Package environment file

Straw man proposal

inherit: ~/.cabal/config
-- Or don't inherit to make an isolated environment

-- The source package index
local-repo: ./cabalenv/index.tar

-- The installed package store
  prefix: ./cabalenv/
package-db: ./cabalenv/package.conf.d

-- constraints for package versions and flags
  foo == 1.0,
  foo +use_blah -use_blurb

-- Other build configuration
with-compiler: /usr/local/bin/ghc-
optimisation: O2
library-profiling: True


  • some of the field names are perhaps not what we really want. The names above are what the current ~/.cabal/config uses. We can change it, though we should keep them consistent with each other.
  • using the prefix be the local env is wrong. We probably don't really want the sandbox to be the final install location. It's just a staging area.

Cabal-meta combines listing the location of packages with constraints for those packages. It's not clear if that's a good idea. However it does seem like a good idea to be able to have them in the same file at least. Perhaps instead of just allowing local-repo: ./cabalenv/index.tar and the links only being mentioned in there, we should allow listing them directly in this file. This would have the limitation that you cannot include whole .cabal files or tarballs by value, but you could still list links to local packages.

sandbox command

Sandboxes are created, inspected, modified, and deleted through the cabal sandox command:

  • cabal sandbox init creates a new sandbox.

  • cabal sandbox delete deleted the sandbox, including all packages installed in the sandbox (i.e. in .cabal-sandbox).

  • cabal sandbox add-source adds a source package to the sandbox package database.

  • In the future we might add commands for showing the packages installed in the sandbox, the sandbox location (i.e. directory), etc.

sandbox init creates a new sandbox by creating a specially named file, cabal.sandbox.config, in the root directory of the package. This file contains a local-repo and a install-dirs prefix that points to the sandbox (i.e. to .cabal-sandbox/packages and .cabal-sandbox respectively). If this file is present, all builds in the package's directory will use the sandbox.

The cabal.sandbox.config file is not normally edited by users and should contain a warning on top of the file saying that it's machine generated. If the user wants to add e.g. package constraints she should use the (new) cabal.config file, which doesn't exist by default but can be added to the package's root directory by the user.

By using two different package environment files (both recognized by Cabal through their special names) allows us to have one file that the user can edit without worrying about the system overwriting any changes she made (including comments and whitespace layout).

Even though the cabal.sandbox.config file is normally not edited by the user we decided to keep it visible (i.e. not in .cabal-sandbox) so the user can edit it if desired.
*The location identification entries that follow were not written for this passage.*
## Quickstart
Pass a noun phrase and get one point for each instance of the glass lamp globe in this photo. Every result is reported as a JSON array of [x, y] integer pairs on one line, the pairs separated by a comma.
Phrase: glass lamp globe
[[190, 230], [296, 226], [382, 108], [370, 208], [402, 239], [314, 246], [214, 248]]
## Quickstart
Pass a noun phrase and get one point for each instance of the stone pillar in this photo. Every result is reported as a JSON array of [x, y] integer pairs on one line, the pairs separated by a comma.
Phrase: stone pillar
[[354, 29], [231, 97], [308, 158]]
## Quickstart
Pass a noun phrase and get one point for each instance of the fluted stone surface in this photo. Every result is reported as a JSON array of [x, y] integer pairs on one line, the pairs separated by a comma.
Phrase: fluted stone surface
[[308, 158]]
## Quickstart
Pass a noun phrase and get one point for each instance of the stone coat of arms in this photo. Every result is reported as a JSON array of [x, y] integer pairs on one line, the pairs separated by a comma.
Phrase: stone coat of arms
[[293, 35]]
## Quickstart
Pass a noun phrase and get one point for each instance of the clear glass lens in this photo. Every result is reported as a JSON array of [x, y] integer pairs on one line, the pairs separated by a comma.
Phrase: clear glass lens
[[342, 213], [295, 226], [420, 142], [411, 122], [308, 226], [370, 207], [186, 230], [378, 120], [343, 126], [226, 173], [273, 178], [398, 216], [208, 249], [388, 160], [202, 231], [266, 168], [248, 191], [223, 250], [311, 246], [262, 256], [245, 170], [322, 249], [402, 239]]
We can revisit this choice in the future if this proves to confuse users.

The config files have the following priorities, from higher to lower:

  1. cabal.sandbox.config
  2. cabal.config
  3. ~/.cabal/config

Once a sandbox have been created, all cabal commands (e.g. configure, build, and install) will make use of it automatically.

Source packages that have been added ("linked") into the sandbox by add-source are rebuilt (and reconfigured, if needed) and installed into the sandbox each time the main package is built. We most likely want to optimize this process some time in the future, to avoid rebuilding/relinkining when neccesary.